Thursday, June 11, 2015

Occasionality, probability, ....., and grantsmanship

In a previous post some time ago, we used the term occasionality to refer to events or outcomes that arise occasionally, but are not the result of the kinds of replicable phenomena around which the physical sciences developed and for which probability concepts and statistical inference are constructed.  Here, we want to extend the idea as it relates to research funding.

There has long been recognized a kind of physics envy among biologists, wishing to have a precise, rigorous theory of life to match theories of motion, atomic chemistry, and the like. But we argue that we don't yet have such a theory or, perhapsthe theory of evolution and genetics that we do have, which is in a sense already a theory of occasionality, is close to the truth.

Instead of an occasionality approach, assumptions of repeatability are used to describe life and to justify the kinds of research being done, when a core part of our science is that evolution, which generates genomic function, largely works by generating diversity and difference rather than replication.  Since individual genetic elements are transmitted and can have some frequency in the population, there is also at that nucleotide level some degree of repetition even if no two genomes, the rest of that element's genomic environmental context, are entirely alike.  The net result is a spectrum of causal strength or regularity.  Because many factors contribute, the distribution of properties in samples or populations may be well-behaved, that is, may look quite orderly, even if the underlying causal spectrum is one of occasionality rather than probability.

Strongly causal factors, like individual variants in a particular gene, are those that when the factor occurs, its effects are usually manifest, and it generates repeatability.  It and analysis of it fit standard statistical concepts that rely on, are built upon, the idea of repeatable causation with fixed parameters. But that is a deception whose practice weaves the proverbial tangled web of deeper realities.  More often, and more realistically, each occurrence of 'occasional' events arises from essentially unique causal combinations of causal factors.  The event may arise frequently, but the instances are not really repeats at the causal level.

This issue is built into daily science in various sometimes subtle ways.  For example, it appears subtly as a fundamental factor in research funding.  To get a grant, you have to specify the sample you will collect (whether by observational sampling or experimental replicates, etc.), and you usually must show with some sort of 'power' calculation that if an effect you specify as being important is taking place, you'll have a good chance of finding it with the study design you're proposing.  But making power computations has become an industry in itself; that is, there is standard software, and standard formulas for doing such computations.  They are, candid people quietly acknowledge, usually based on heavily fictitiously favorable conditions in which the causal landscape is routinely over simplified, the strength of the hypothesized causal factors exaggerated, and so on.
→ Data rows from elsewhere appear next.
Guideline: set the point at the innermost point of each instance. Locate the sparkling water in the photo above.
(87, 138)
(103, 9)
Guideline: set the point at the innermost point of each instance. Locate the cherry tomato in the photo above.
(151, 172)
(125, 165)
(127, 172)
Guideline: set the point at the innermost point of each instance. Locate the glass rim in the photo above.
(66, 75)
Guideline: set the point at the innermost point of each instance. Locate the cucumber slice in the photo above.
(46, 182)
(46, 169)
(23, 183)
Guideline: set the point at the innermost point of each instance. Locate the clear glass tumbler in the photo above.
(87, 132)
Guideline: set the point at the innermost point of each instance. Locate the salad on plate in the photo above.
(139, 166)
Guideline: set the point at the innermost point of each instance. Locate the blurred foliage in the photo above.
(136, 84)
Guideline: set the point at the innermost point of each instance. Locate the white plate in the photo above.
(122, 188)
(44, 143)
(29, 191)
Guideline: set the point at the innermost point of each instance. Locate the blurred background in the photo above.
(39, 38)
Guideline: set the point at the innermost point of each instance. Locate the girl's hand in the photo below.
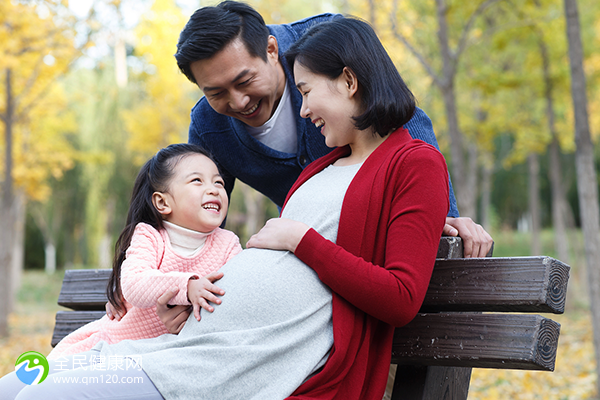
(279, 234)
(113, 313)
(201, 291)
(173, 317)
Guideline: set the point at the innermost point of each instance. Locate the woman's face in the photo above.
(330, 104)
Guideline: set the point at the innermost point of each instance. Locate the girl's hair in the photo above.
(328, 47)
(154, 176)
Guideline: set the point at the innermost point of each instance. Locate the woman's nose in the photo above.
(304, 110)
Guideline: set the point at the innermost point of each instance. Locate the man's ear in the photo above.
(161, 203)
(350, 81)
(272, 48)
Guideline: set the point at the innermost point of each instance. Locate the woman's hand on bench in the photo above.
(173, 317)
(476, 241)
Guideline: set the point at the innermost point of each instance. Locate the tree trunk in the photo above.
(587, 185)
(486, 193)
(18, 251)
(7, 231)
(463, 193)
(534, 203)
(50, 258)
(559, 198)
(559, 203)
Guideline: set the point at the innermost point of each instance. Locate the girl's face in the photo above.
(330, 104)
(196, 198)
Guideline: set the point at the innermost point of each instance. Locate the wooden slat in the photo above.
(521, 284)
(84, 289)
(68, 321)
(506, 341)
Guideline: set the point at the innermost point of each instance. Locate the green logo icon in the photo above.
(31, 368)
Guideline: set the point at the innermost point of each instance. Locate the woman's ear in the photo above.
(273, 48)
(350, 80)
(161, 203)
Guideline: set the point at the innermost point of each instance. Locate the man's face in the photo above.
(241, 86)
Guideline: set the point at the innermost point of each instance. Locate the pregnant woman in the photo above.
(310, 308)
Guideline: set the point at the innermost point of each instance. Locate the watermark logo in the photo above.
(31, 368)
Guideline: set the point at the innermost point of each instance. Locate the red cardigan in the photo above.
(390, 227)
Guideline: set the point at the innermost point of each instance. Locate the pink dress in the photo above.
(150, 269)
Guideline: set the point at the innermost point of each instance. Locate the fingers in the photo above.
(476, 241)
(449, 230)
(176, 324)
(167, 296)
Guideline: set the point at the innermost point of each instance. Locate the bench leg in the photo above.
(431, 383)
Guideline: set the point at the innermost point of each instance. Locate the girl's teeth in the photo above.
(250, 111)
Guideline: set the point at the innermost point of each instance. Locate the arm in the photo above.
(142, 282)
(477, 242)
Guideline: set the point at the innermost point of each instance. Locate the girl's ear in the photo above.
(161, 203)
(350, 80)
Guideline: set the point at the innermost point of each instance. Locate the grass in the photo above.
(575, 376)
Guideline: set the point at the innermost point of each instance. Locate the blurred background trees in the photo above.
(90, 89)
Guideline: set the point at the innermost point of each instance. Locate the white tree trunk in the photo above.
(50, 260)
(587, 185)
(534, 203)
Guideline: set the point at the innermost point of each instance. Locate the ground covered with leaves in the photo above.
(574, 378)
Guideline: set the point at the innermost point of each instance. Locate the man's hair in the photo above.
(328, 47)
(210, 29)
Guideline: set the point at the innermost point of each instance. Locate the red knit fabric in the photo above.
(390, 227)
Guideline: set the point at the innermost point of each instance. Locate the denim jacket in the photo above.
(269, 171)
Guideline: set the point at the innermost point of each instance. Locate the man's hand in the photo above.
(113, 313)
(203, 290)
(476, 241)
(172, 317)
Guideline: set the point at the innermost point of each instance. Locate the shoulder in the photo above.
(287, 34)
(225, 235)
(147, 231)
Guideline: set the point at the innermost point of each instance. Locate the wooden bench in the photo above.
(474, 316)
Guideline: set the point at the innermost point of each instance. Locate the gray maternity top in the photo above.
(272, 330)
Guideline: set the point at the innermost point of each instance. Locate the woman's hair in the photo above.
(155, 176)
(328, 47)
(210, 29)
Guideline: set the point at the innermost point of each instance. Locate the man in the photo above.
(249, 117)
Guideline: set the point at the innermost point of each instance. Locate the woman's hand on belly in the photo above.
(172, 317)
(279, 234)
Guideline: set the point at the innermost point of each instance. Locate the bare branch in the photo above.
(398, 35)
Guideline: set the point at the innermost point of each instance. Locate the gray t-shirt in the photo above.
(274, 326)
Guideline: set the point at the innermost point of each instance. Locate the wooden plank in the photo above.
(84, 289)
(520, 284)
(505, 341)
(68, 321)
(431, 383)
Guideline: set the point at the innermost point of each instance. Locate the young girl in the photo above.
(171, 240)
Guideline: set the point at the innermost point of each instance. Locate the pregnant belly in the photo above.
(264, 288)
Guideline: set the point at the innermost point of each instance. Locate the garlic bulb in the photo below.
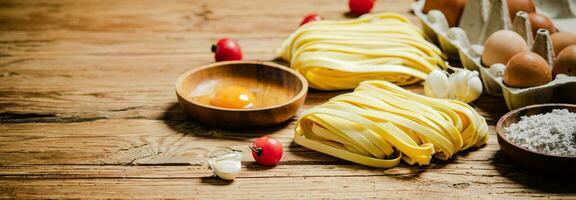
(463, 85)
(436, 84)
(226, 166)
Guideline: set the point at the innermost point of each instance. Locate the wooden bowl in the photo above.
(279, 92)
(528, 158)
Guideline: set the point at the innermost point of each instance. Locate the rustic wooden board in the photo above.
(88, 110)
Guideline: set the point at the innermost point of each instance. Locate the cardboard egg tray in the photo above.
(479, 20)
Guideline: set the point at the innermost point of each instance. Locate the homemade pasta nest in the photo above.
(380, 123)
(335, 55)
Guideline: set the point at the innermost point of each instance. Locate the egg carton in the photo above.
(481, 18)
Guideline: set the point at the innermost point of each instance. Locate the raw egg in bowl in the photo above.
(241, 94)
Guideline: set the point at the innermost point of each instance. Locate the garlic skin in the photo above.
(436, 84)
(463, 85)
(226, 166)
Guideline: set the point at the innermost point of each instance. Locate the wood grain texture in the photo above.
(88, 110)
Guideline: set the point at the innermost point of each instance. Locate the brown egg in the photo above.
(561, 40)
(520, 5)
(527, 69)
(452, 9)
(566, 62)
(501, 46)
(538, 21)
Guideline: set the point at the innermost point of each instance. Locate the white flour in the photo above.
(551, 133)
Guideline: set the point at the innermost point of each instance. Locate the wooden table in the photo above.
(88, 110)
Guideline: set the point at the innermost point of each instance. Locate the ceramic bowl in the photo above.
(279, 92)
(528, 158)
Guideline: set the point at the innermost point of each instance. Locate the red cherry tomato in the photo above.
(267, 151)
(360, 7)
(227, 49)
(309, 18)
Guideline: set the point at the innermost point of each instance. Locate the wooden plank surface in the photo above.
(88, 110)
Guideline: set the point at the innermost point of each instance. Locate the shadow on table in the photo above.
(178, 120)
(548, 183)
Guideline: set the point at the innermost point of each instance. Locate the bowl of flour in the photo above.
(540, 137)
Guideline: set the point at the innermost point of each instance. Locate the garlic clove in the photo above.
(474, 89)
(227, 169)
(436, 84)
(227, 166)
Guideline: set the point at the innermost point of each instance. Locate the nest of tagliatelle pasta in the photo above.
(380, 123)
(335, 55)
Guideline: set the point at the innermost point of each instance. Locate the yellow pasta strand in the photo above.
(336, 55)
(380, 123)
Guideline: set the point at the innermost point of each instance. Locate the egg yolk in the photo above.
(234, 97)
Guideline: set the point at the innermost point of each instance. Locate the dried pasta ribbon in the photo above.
(380, 123)
(336, 55)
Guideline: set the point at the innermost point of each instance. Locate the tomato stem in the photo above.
(258, 150)
(213, 48)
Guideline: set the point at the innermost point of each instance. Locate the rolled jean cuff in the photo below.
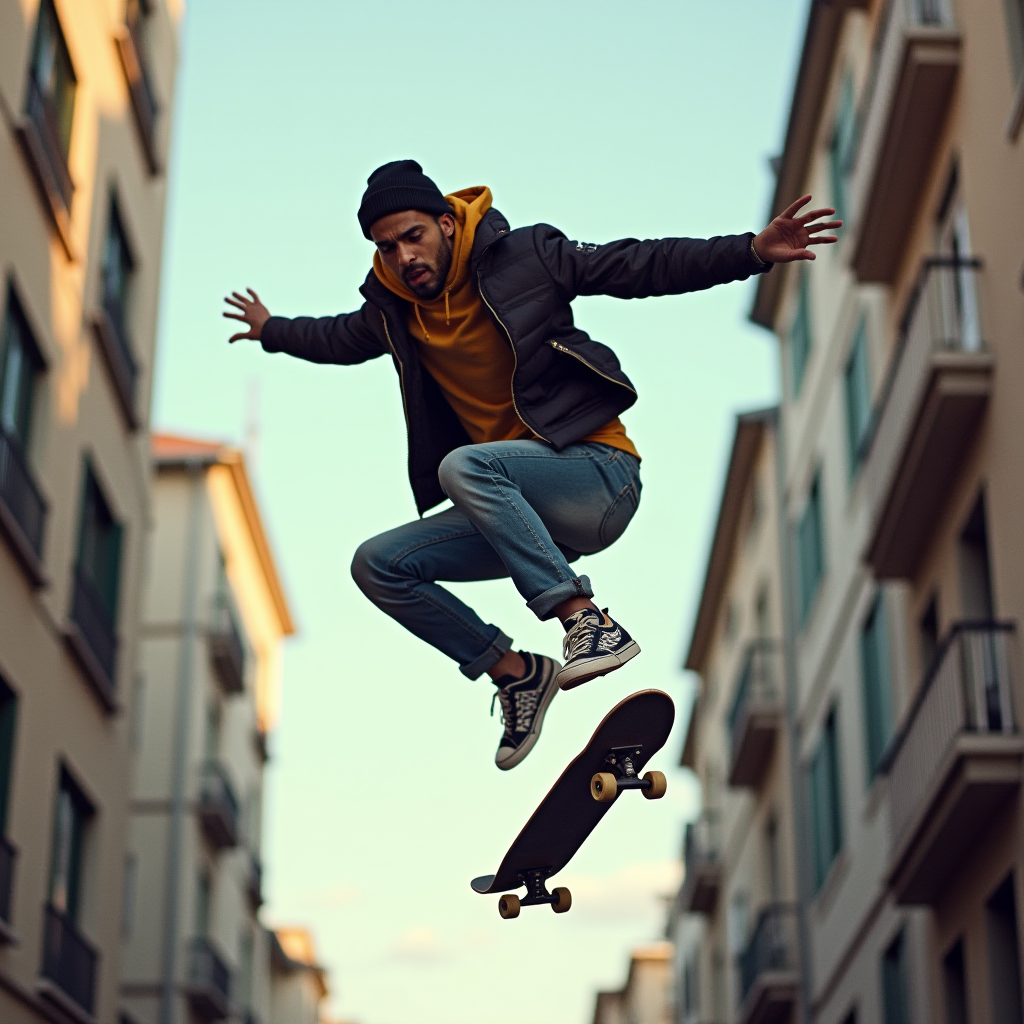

Power calculations and their like rest on axioms or assumptions of replicability, which is why they can be expressed in terms of probability from which power and significance types of analysis are derived.  Hence study designs and the decisions granting agencies make often if not typically rest on simplifications we know very well are not accurate, not usually close to what evidence suggests are realistic truths, and that are based on untested assumptions such as probability rather than occasionality.  Indeed, much of 'omics research today is 'hypothesis free', in that the investigator can avoid having to, or perhaps is not allowed to, specify any specific causal hypothesis except something safely vague like 'genes are involved and I'm going to find them'.  But how is this tested?  With probabilistic 'significance' or conceptually similar testing of various kinds, justified by some variant of 'power' computations.

If you are too speculative, you simply don't get funded.
Power computations often are constructed to fit available data or what investigators think can be done with fundable cost limits.  This is strategy, not science, and everybody knows it.  Nowhere near the  promised fraction of successes occur, except in the sense that authors can always find at least something in their data that they can assert shows a successful result.  The need for essentially fabulous power calculations are accepted is also one reason that really innovative proposals are rarely funded, despite expressed intentions by the agencies to fund real science: Power computations are hard to do for something that's innovative because you don't know what the sampling or causal basis of your idea is.  But routine ones described above are safe.  That's why it's hard to provide that kind of justification for something really different--and, to be fair, it makes it hard to tell when something really different is really, well, whacko.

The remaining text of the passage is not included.